For more than a quarter century Horace Silver has led his own quintets in an extroverted, driving, and blues-based modern jazz style that historians refer to as hard bop. Silver's music is thought of as East Coast because most of the musicians who played it lived and worked there. East Coast jazz had qualities that seem to contrast with the more disciplined West Coast and cool styles. … Silver's influence began to be felt in the mid-1950's, when he played in a group with Art Blakey that later became the Jazz Messengers.
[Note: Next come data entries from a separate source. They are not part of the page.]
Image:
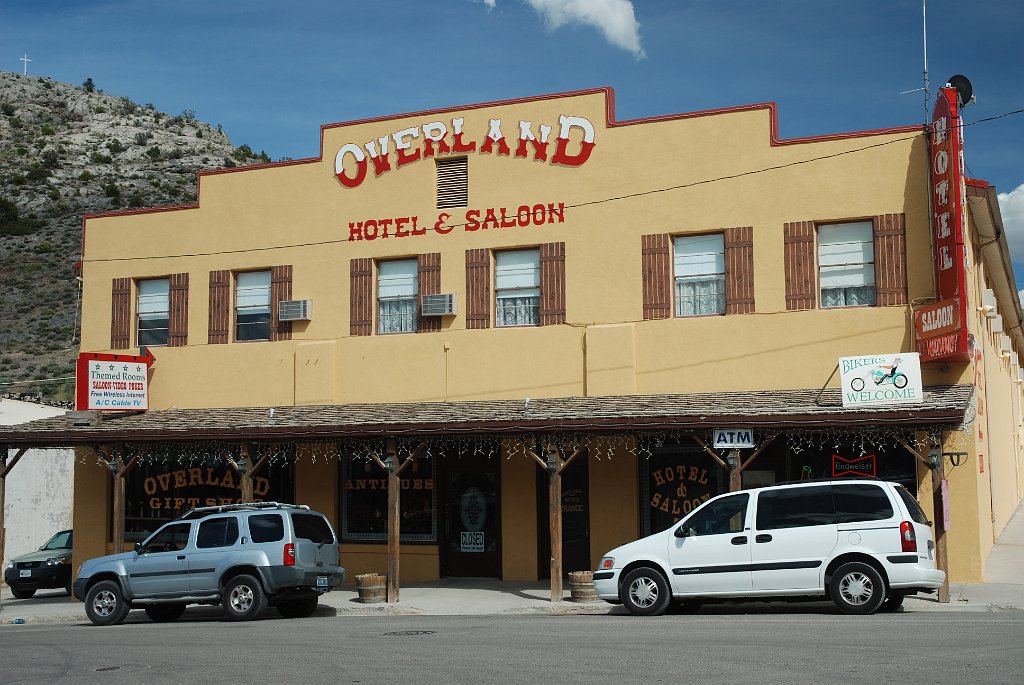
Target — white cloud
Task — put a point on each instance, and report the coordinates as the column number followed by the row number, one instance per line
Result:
column 1012, row 208
column 614, row 18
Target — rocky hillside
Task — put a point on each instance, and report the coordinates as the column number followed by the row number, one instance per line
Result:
column 68, row 151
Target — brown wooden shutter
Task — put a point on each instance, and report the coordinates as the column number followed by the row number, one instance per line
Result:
column 120, row 313
column 890, row 259
column 801, row 275
column 429, row 266
column 477, row 289
column 656, row 266
column 281, row 289
column 552, row 284
column 739, row 270
column 220, row 306
column 360, row 311
column 178, row 325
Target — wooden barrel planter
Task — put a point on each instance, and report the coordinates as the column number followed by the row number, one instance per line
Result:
column 372, row 588
column 582, row 587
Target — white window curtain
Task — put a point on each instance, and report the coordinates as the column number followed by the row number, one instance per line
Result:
column 397, row 301
column 699, row 266
column 517, row 288
column 252, row 305
column 846, row 263
column 154, row 311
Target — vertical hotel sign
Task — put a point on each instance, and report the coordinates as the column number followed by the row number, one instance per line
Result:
column 941, row 328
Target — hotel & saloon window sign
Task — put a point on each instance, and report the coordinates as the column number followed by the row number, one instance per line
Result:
column 881, row 380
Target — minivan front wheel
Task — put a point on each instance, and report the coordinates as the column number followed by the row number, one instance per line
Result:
column 645, row 592
column 857, row 588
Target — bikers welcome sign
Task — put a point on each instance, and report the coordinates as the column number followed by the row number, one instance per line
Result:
column 881, row 380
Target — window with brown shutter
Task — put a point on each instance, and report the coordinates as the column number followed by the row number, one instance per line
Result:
column 656, row 267
column 430, row 284
column 120, row 313
column 178, row 325
column 890, row 258
column 281, row 289
column 801, row 274
column 478, row 289
column 552, row 284
column 220, row 306
column 739, row 270
column 360, row 312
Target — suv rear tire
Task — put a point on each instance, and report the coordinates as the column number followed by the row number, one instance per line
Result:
column 645, row 592
column 105, row 605
column 244, row 598
column 856, row 588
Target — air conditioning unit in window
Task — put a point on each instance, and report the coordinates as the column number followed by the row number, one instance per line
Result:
column 438, row 305
column 295, row 310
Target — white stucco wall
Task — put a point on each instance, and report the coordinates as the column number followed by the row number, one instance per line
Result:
column 40, row 487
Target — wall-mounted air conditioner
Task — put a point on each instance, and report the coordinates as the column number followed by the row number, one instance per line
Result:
column 295, row 310
column 438, row 305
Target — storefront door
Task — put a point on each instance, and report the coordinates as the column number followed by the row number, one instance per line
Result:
column 471, row 519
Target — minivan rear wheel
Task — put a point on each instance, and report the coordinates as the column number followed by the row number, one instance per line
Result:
column 645, row 592
column 856, row 588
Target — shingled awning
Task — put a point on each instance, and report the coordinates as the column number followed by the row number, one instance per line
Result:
column 780, row 409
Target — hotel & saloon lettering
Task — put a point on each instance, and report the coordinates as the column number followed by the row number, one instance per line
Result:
column 485, row 297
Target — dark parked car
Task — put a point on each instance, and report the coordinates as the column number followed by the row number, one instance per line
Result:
column 46, row 568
In 1956 Silver formed his own band with Art Farmer on trumpet and Hank Mobley on tenor sax. Subsequent editions of the Horace Silver Quintet were famous for their exciting trumpet/sax front lines, such as Blue Mitchell/ Junior Cook, Freddie Hubbard/Wayne Shorter, Woody Shaw/Joe Henderson, Randy Brecker/Michael
Brecker, and Tom Harrell/Bob Berg. Horace himself was celebrated for his catchy, singable compositions like "Senor Blues," "Sister 'Sadie," "Blowin' the Blues Away," and "Song for My Father." Silver's ability to ignite other soloists with staccato, rhythmic accompanying chords is legendary. His bluesy and melodic solos revealed, at a time when the long, tortuous improvised line prevailed, the power of simplicity. To a greater extent than his peers, Silver's improvisations have the economy of expression and balance of composed melodies.